One of the most common complaints about the current state of sports cards is that it's too expensive, making it a hobby that only those with a lot of disposable income can enjoy. Though manufacturers have attempted to provide products at a range of price points, there's no getting around the fact that it costs a lot more to collect in 2009 than it did even ten years ago, effectively pricing some prospective hobbyists out.
What doesn't get discussed as much - because it's an unknown for the most part - is how the cost of doing business for the companies making the cards has exploded at the same time. Collectors have come to expect sets of sports cards filled with autographs, pieces of game-used uniforms and other bells and whistles, and that stuff isn't cheap.
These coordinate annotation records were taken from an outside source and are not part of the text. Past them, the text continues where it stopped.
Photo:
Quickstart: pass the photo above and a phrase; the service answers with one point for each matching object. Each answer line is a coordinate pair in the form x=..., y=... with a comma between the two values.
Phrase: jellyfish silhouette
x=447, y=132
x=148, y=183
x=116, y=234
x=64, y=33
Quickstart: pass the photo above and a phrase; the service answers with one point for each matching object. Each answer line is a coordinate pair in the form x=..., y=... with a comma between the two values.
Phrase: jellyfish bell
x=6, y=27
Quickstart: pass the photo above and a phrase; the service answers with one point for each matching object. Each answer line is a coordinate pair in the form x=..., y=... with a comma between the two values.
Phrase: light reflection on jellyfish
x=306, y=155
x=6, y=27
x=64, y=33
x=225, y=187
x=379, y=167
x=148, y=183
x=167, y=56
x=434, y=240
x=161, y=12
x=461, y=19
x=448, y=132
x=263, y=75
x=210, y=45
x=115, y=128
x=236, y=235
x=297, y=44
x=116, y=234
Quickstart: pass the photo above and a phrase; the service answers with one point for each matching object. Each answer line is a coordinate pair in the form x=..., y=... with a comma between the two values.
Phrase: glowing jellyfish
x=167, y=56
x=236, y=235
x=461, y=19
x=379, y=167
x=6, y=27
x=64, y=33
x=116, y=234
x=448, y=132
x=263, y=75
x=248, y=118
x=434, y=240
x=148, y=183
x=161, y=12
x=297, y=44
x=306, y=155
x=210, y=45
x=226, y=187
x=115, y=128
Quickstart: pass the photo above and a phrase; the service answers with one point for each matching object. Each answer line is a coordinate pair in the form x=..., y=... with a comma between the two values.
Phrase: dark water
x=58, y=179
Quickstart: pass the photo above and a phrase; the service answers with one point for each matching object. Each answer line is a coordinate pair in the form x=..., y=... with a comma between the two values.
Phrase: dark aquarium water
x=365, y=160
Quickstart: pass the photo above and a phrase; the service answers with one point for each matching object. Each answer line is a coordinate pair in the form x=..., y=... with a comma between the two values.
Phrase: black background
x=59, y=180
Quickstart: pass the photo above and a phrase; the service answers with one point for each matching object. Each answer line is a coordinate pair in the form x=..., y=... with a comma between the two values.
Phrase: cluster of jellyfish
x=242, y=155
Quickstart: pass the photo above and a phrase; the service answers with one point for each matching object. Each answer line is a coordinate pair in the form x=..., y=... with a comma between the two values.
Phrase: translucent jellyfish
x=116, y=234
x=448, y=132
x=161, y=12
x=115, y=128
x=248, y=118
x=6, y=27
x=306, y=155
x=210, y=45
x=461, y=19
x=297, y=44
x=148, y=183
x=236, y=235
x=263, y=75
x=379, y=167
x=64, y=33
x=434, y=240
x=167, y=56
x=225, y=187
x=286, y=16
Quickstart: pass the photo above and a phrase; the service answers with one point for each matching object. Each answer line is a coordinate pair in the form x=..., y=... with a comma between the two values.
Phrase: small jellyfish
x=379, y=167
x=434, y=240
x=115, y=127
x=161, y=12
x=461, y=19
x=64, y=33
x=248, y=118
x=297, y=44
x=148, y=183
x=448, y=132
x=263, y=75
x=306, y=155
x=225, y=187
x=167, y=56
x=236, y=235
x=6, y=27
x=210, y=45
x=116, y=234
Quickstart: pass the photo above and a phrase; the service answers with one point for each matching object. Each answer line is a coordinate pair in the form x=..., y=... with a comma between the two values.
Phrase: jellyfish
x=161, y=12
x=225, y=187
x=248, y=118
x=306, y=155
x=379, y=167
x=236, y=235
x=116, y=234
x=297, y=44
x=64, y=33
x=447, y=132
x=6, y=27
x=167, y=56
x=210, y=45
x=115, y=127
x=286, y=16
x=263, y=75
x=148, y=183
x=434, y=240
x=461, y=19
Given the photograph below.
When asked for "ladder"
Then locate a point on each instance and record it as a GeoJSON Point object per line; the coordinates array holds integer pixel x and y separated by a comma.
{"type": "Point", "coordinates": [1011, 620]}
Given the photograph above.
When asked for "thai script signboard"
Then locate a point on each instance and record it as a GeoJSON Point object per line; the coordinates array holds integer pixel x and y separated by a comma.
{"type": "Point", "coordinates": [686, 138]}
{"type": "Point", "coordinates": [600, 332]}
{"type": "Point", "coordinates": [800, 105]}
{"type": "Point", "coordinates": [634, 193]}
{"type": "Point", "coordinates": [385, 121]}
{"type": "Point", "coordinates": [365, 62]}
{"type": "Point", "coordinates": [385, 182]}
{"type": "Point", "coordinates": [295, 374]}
That point was driven home by a recent story broken by Beckett Media about 12 NBA players who are suing Topps for money they say they are owed for autograph deals they signed with the company in 2008. As Chris Olds reported on Beckett.com on Wednesday, the likely cause of the dispute is that Topps is just about done making basketball cards (Panini America becomes the exclusive producer of NBA-licensed cards later this year) and won't have a need for the remaining signatures.
It's an interesting case on its own merits, but the real look behind the curtain comes from the contract details. The complaint spells out exactly what each player was due to receive from Topps, ranging from 500 signatures at $6 each for T.J. Ford to a cool $25 per signature for 10,000 autographs from Derrick Rose. All told, the 12 players were set to make $610,000.
Even with an expectation that those contracts would supply enough autographs to last for several years worth of product, which seems reasonable given that they were agreed to during the 2008 offseason and still haven't been fulfilled, that's a significant cost for Topps. And logic suggests it's just the tip of the iceberg.
A glance through the checklist of 2008-09 Topps Co-Signers Basketball finds over 80 autograph subjects beyond those involved in the lawsuit. Since the company had to have deals with all of them as well, and some of them are big names that could command even more money - current stars like Dwyane Wade and Carmelo Anthony and legends like Larry Bird and Magic Johnson - it's not hard to see that Topps' autograph bill runs into the seven-digit range.
Then consider that autographs are only one cost associated with producing sports cards, and that Topps has MLB and NFL licenses as well. The hobby was a lot more affordable at the beginning of the decade, but because of the changes in content over that time, the card companies now have some expensive costs they didn't have even 30, 20, or even 10 years ago.
That doesn't make the shot to the wallet hurt any less when buying that new box of cards, nor does it encourage more young people and beginners to start collecting. The Topps lawsuit does at least provide a look at one cause of the high price of sports cards, though, and it's certainly food for thought.